A first series of tests employed three commercial grades of different purity aqueous sodium hypochlorite. These three grades of sodium hypochlorite were obtained from Olin Chlor Alkali Products, a Division of Olin Corporation and were designated (1) HyPure®, of the highest purity, (2) NF, of intermediate purity and (3) industrial grade, of the lowest purity. A second group of solutions was made with the industrial grade aqueous hypochlorites, but with the addition of Versene® Ca chelating agent (a calcium chelate of the disodium salt of ethylenediamine-tetraacetid acid dihydrate (sold by Dow Chemical Company) to the hypochlorite prior to storage. The chelating agent was reported to act as a purifying or stabilizing agent for aqueous hypochlorite. Samples of each of these hypochlorites were stored for 45 and 176 days and then used to make the test solutions. Each test aqueous solution was formulated to contain a 5% concentration of NaOCl, sufficient NaOH to maintain the solution at an initial pH of at least 11, and a 1.5% concentration of Barlox-12 surfactant. The test solutions were then converted by Osterizer agitation to fluid foam cleaners which were then subjected to the cleanability rating test. The 10-minute cleanability ratings of the foams are recorded in the following table.

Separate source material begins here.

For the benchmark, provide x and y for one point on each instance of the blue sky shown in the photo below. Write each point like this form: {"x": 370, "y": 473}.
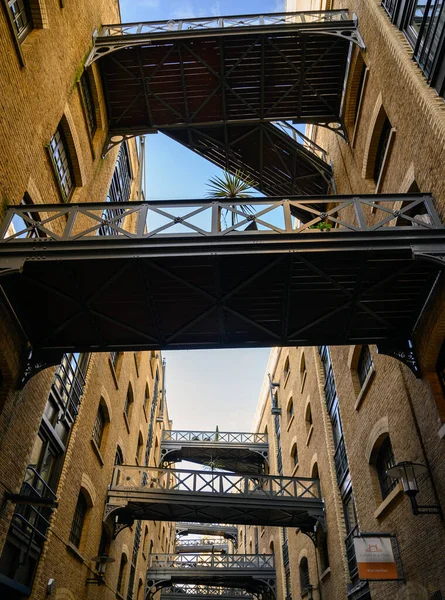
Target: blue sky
{"x": 216, "y": 387}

The above-summarized data show that the fluid foams of the invention made with aqueous hypochlorite of the highest purity have very good cleanability ratings and satisfactory storage life. The data also show that the use of small concentrations of chelating agent can significantly improve the storage life and cleanability rating of fluid foams made with industrial grade aqueous hypochlorite. However, increasing the chelating agent concentration from 0.015% to 0.15% and 1.0% apparantly causes the pH of the industrial grade hypochlorite solution to decrease significantly below the pH of at least 11 that is needed for preventing hypochlorite decomposition.
Additional tests showed that fragrance additives can sometimes detrimentally affect the hypochlorite stability. However, in low concentrations such additives can be used satisfactorily.
Many different embodiments of this invention may be made without departing from the spirit and scope of the invention. Therefore, the scope of the invention is not intended to be limited except as indicated in the appended claims.